Por Andres Lopez Gallego

Falleció Antonio Vélez Montoya, referente del pensamiento crítico y la divulgación científica en Colombia

La Corporación Bogotana para el Avance de la Razón y el Laicismo lamenta el fallecimiento de Antonio Vélez Montoya, ocurrido a comienzos de este año en Medellín, a los 92 años. Con su muerte se despide una de las voces más rigurosas, persistentes y discretas de la divulgación científica y la defensa del pensamiento crítico en el país.

Ingeniero, matemático y ensayista, Vélez Montoya dedicó gran parte de su vida a una tarea poco habitual en el contexto colombiano: explicar la ciencia no como un cuerpo de verdades incuestionables, sino como una forma de pensar basada en la duda, la lógica y la evidencia. En una sociedad marcada por el dogma, la superstición y la retórica, insistió en que la comprensión del mundo exige rigor intelectual y disposición al debate.

Durante más de dos décadas escribió libros y ensayos fundamentales para generaciones de lectores interesados en temas como la evolución darwiniana, la astronomía, la física, la psicología evolutiva y la crítica a las pseudociencias. Obras como El hombre, herencia y conducta y Del Big Bang al Homo sapiens se consolidaron como referentes de divulgación científica en Colombia, no por simplificar en exceso, sino por hacer accesible lo complejo sin renunciar a la precisión conceptual.

Su labor no se limitó a la escritura. Quienes lo conocieron destacan su manera de discutir ideas con firmeza, humor e ironía, siempre exigiendo coherencia lógica y claridad argumentativa. Para Vélez, pensar era una habilidad que debía entrenarse, no un talento innato, y la educación tenía la responsabilidad de formar ciudadanos capaces de argumentar, detectar falacias y cuestionar creencias infundadas.

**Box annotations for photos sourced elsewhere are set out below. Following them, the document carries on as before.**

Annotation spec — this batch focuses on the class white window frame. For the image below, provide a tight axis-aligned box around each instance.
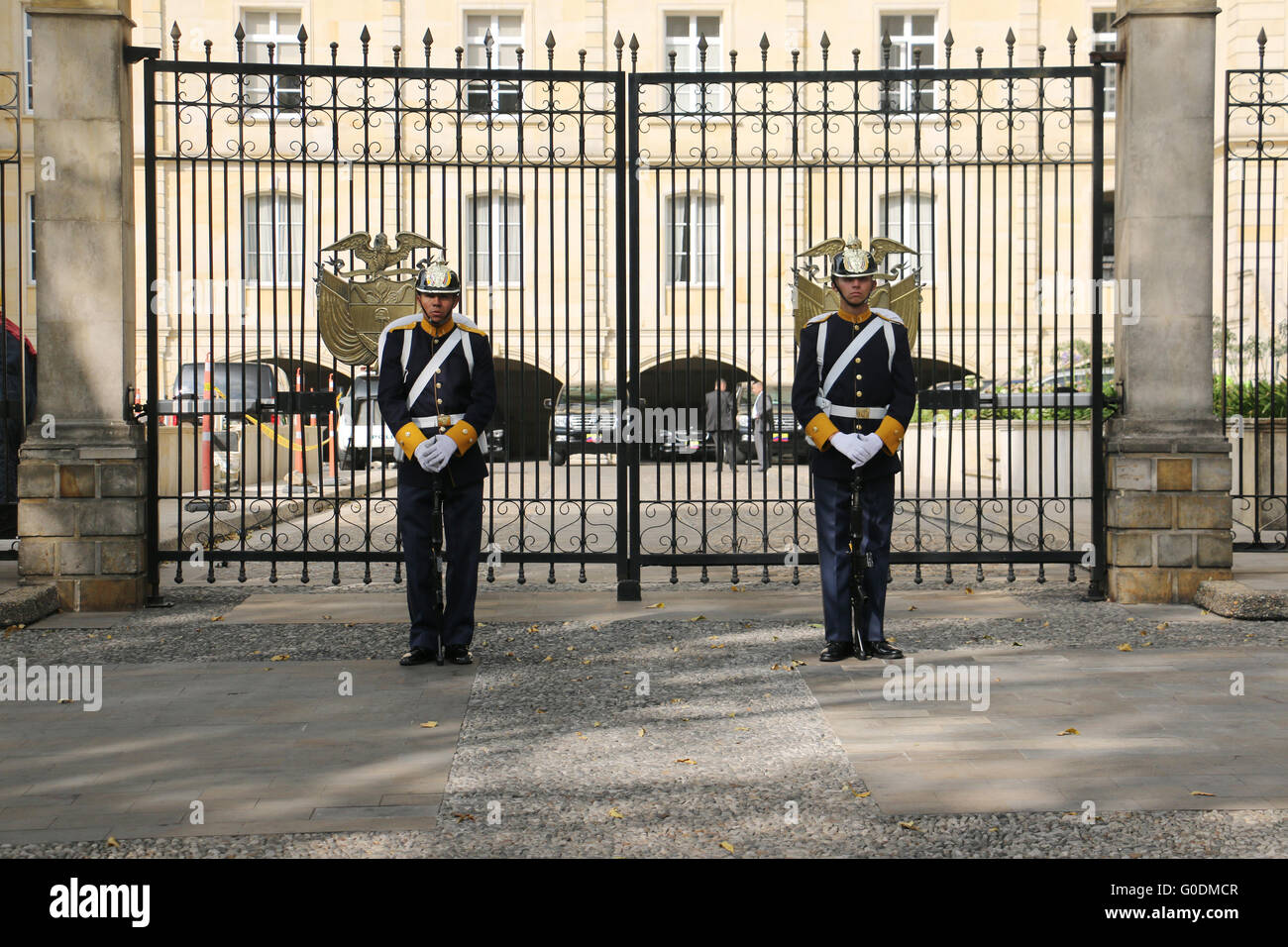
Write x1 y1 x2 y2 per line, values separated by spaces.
879 191 936 286
239 5 304 120
463 191 523 283
664 191 724 288
22 10 36 115
461 8 528 115
242 191 305 288
1091 9 1118 117
877 8 939 115
25 191 36 286
662 8 728 117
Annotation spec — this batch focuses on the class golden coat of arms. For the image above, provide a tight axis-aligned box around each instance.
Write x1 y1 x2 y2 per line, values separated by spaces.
316 231 443 365
794 237 921 346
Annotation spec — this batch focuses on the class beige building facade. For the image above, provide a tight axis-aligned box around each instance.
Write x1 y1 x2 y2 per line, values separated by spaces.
0 0 1288 414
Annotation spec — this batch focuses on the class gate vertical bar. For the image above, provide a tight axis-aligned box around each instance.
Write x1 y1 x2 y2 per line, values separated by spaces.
1087 54 1118 601
614 72 640 601
143 59 163 605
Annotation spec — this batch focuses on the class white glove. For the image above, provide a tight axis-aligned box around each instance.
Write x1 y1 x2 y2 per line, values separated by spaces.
425 434 456 473
854 434 885 468
412 441 434 473
828 430 863 467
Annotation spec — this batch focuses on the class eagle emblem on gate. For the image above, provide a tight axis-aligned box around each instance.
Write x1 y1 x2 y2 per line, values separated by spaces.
314 231 443 365
793 237 921 346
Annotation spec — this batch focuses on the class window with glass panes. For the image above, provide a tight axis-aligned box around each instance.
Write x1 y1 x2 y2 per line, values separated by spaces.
662 13 725 112
465 13 523 112
1091 10 1118 112
880 193 935 286
465 194 523 286
244 194 304 284
241 10 300 112
666 193 720 284
881 13 935 112
22 13 33 112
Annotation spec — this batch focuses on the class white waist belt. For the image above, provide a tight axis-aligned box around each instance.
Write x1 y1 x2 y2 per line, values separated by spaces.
411 415 486 454
814 394 889 420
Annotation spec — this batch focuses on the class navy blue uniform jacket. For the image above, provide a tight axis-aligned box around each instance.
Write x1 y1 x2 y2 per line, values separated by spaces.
793 310 917 481
376 318 496 487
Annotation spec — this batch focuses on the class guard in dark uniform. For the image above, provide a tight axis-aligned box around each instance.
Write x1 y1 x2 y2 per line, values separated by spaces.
793 240 917 661
377 261 496 665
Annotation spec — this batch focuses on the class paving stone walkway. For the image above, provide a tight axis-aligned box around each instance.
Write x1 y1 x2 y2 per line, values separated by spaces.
0 569 1288 857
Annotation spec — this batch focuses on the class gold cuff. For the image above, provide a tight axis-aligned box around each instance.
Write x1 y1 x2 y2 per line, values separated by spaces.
394 421 429 460
805 411 840 451
876 415 905 454
447 421 480 454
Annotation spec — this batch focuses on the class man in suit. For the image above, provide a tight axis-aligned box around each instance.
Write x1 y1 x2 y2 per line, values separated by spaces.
793 240 917 661
751 381 774 472
707 378 738 473
377 254 496 665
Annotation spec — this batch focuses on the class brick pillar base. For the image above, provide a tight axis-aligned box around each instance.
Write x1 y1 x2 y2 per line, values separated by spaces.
18 421 147 612
1105 423 1234 603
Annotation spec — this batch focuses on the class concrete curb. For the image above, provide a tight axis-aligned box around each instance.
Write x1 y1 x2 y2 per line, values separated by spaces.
1194 581 1288 621
0 582 61 627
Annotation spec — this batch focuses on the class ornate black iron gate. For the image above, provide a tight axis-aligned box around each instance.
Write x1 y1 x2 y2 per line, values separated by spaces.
145 27 1109 596
1212 37 1288 552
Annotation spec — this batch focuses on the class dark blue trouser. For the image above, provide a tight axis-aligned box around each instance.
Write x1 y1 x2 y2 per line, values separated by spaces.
814 475 894 643
398 462 483 651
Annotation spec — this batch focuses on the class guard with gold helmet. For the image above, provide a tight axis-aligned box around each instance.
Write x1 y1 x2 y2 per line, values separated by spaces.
793 237 917 661
377 252 496 665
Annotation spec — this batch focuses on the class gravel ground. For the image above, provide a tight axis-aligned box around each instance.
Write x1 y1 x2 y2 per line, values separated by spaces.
0 574 1288 858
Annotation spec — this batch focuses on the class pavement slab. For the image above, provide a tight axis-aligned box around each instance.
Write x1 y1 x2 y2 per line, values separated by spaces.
0 569 1288 857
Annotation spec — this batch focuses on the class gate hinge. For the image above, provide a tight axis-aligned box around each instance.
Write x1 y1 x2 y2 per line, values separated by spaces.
125 44 161 63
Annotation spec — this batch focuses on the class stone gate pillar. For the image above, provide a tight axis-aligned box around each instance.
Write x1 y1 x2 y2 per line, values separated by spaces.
18 0 146 611
1105 0 1232 601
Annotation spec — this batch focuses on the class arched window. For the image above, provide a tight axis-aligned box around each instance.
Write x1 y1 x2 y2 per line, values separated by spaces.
242 194 304 286
464 194 523 286
666 193 720 286
877 191 935 286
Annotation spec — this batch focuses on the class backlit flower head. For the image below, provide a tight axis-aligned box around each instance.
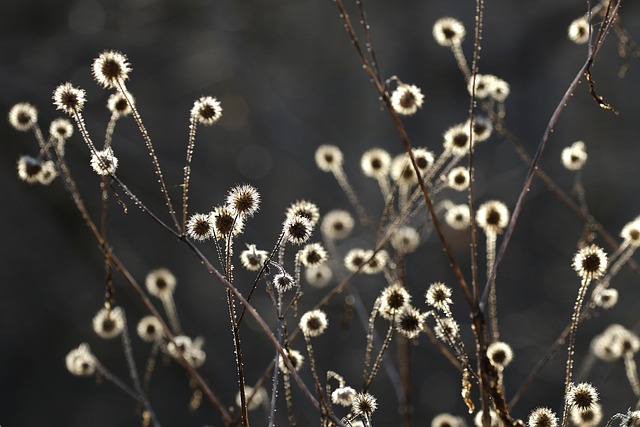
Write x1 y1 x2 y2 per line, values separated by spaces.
9 102 38 132
573 244 608 280
299 310 329 337
91 50 131 88
433 17 466 46
187 213 215 242
144 268 178 298
391 83 424 116
476 200 509 234
53 82 86 116
90 147 118 176
191 96 222 126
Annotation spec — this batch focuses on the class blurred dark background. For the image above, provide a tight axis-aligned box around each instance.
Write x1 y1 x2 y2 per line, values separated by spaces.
0 0 640 427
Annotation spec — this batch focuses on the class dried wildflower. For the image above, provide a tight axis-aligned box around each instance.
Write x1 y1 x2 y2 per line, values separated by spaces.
285 200 320 227
299 310 329 337
425 282 453 311
91 50 131 88
527 407 558 427
187 213 215 242
299 243 327 267
391 226 420 254
191 96 222 126
273 273 296 293
144 268 178 298
107 92 135 118
487 341 513 368
283 215 313 245
240 245 269 271
210 206 244 239
395 306 427 339
567 16 590 44
562 141 587 171
227 184 260 217
351 393 378 418
278 349 304 374
570 403 602 427
320 209 355 240
433 17 466 47
93 307 124 339
315 145 344 172
360 148 391 179
378 283 411 320
620 218 640 247
593 288 618 310
331 386 357 406
447 166 471 191
444 205 471 230
304 264 333 288
65 343 96 376
136 316 164 342
391 83 424 116
476 200 509 234
49 118 73 141
573 244 608 280
91 147 118 176
566 382 598 411
53 82 86 116
442 123 470 157
9 102 38 132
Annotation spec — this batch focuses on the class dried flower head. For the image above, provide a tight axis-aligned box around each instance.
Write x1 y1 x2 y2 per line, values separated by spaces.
320 209 355 240
566 382 598 411
136 316 164 342
378 283 411 320
487 341 513 368
144 268 178 298
567 16 589 44
278 349 304 374
444 204 471 230
53 82 86 116
433 17 466 46
9 102 38 132
240 244 269 271
107 92 135 118
527 407 558 427
299 310 329 337
331 386 357 406
315 144 344 172
187 213 215 242
562 141 587 171
93 307 124 339
91 50 131 88
227 184 260 217
573 244 608 280
447 166 471 191
191 96 222 126
425 282 453 311
49 118 73 141
360 148 391 179
476 200 509 234
91 147 118 176
391 83 424 116
569 403 604 427
283 215 313 245
65 343 96 376
395 306 427 339
298 243 327 267
210 206 244 239
391 226 420 254
285 200 320 227
351 393 378 418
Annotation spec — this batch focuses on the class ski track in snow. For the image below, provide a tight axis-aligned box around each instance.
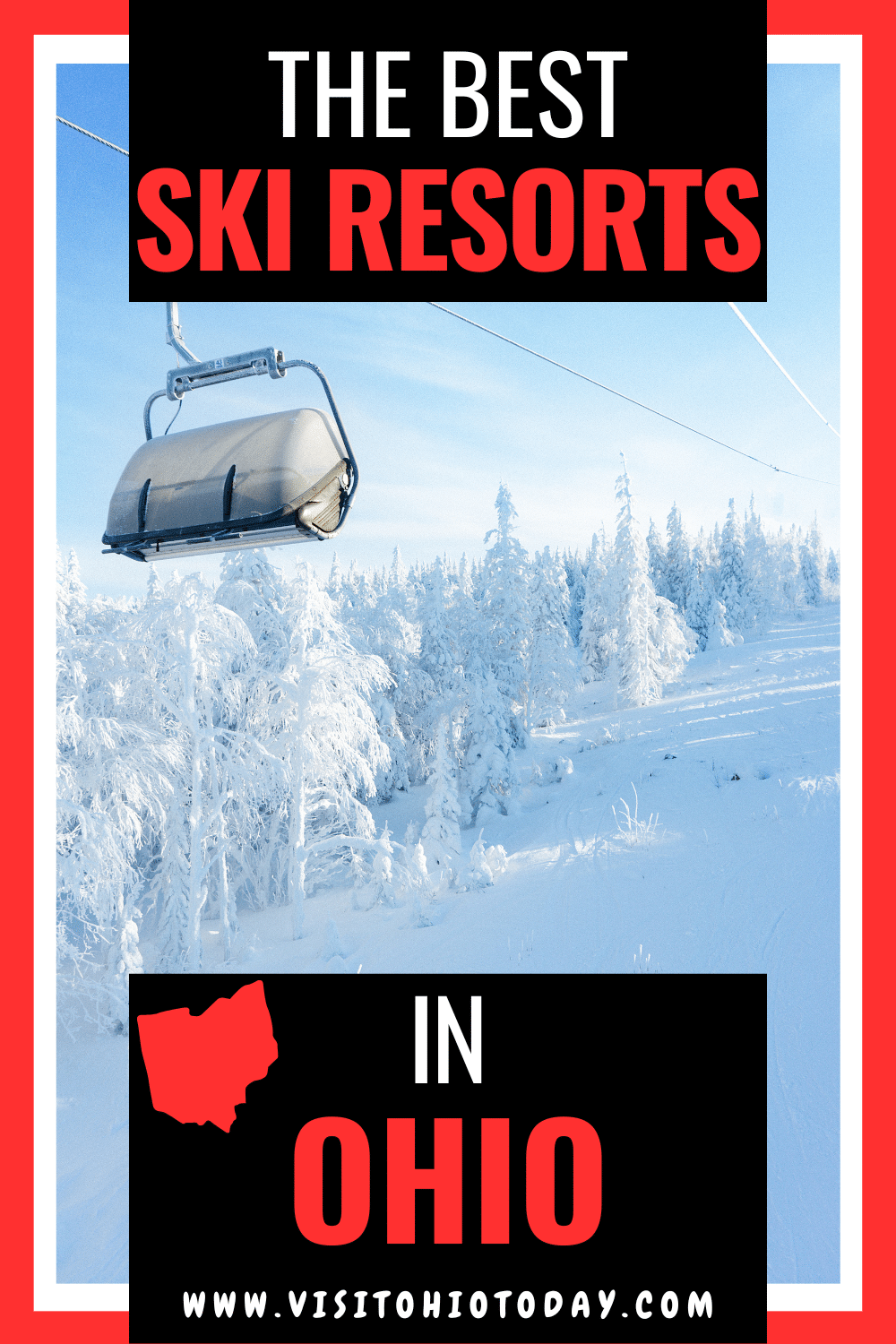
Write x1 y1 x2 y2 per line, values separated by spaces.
57 607 840 1282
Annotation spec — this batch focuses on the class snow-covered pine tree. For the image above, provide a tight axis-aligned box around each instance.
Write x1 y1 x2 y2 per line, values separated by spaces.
745 495 771 632
616 457 696 704
215 551 289 671
563 550 584 648
799 538 821 607
481 484 530 737
524 546 579 733
799 513 828 607
579 551 619 682
648 519 669 597
661 504 691 615
420 717 461 887
719 500 750 633
270 562 390 938
825 548 840 597
458 652 514 825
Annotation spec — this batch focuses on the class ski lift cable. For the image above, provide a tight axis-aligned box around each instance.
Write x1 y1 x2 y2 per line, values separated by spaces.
56 115 130 159
728 300 840 438
426 298 834 486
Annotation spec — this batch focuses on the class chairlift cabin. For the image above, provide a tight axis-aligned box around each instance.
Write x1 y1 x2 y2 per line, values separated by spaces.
103 304 358 561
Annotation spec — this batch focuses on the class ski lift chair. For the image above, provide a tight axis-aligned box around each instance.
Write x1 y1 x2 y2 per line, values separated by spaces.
102 304 358 562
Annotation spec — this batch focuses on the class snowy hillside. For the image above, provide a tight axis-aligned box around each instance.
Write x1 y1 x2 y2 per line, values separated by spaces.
59 605 840 1282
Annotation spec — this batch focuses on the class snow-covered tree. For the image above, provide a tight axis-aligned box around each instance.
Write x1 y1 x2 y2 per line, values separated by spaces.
825 550 840 594
524 546 579 731
616 457 694 704
481 484 530 720
269 562 388 938
648 519 669 597
719 500 750 632
420 718 461 886
661 504 691 613
579 554 619 682
458 656 514 825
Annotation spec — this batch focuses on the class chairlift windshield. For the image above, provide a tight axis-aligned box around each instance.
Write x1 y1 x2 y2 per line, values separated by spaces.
102 304 358 562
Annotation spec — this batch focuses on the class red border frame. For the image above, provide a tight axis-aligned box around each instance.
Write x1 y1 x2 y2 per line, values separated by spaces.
0 0 896 1344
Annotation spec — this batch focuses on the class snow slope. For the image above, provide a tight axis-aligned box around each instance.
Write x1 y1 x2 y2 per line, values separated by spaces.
59 607 840 1282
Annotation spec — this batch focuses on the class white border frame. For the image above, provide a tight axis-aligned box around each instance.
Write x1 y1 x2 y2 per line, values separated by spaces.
33 34 129 1312
33 35 863 1312
766 35 863 1312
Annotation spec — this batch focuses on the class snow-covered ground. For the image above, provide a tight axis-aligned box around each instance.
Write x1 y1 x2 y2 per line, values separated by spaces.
59 605 840 1282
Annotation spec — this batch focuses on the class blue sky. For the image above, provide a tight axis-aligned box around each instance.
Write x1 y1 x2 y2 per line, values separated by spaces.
56 57 840 594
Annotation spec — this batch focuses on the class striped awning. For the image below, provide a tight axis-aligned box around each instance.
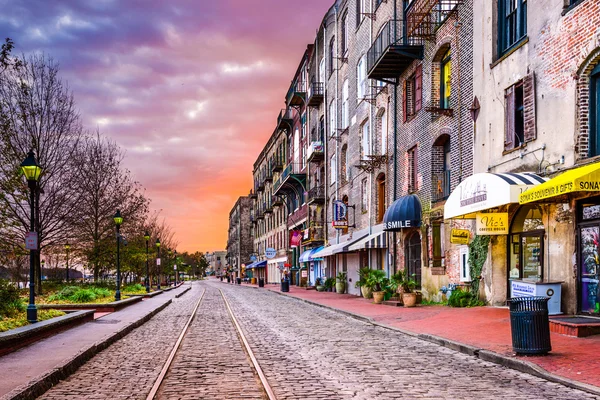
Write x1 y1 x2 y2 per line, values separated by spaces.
348 232 387 251
444 172 547 219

Esa postura, coherente con los valores del laicismo y la razón, también lo expuso a críticas y controversias. Vélez asumió el debate sin evasiones, convencido de que la confrontación racional de ideas es parte esencial del avance del conocimiento. Entendía la ciencia como una herramienta cultural poderosa para predecir, explicar y desmontar prejuicios, incluidos los de origen religioso o político.

En un momento histórico en el que la desinformación y la pseudociencia circulan con facilidad, su legado adquiere una vigencia especial. Antonio Vélez Montoya deja una obra que invita a pensar mejor, a dudar con fundamento y a defender una cultura basada en la evidencia, la argumentación y la autonomía intelectual.

Desde Bogotá Atea rendimos homenaje a su vida y obra, y reconocemos en él a un aliado fundamental en la construcción de una sociedad más crítica, laica y comprometida con la razón.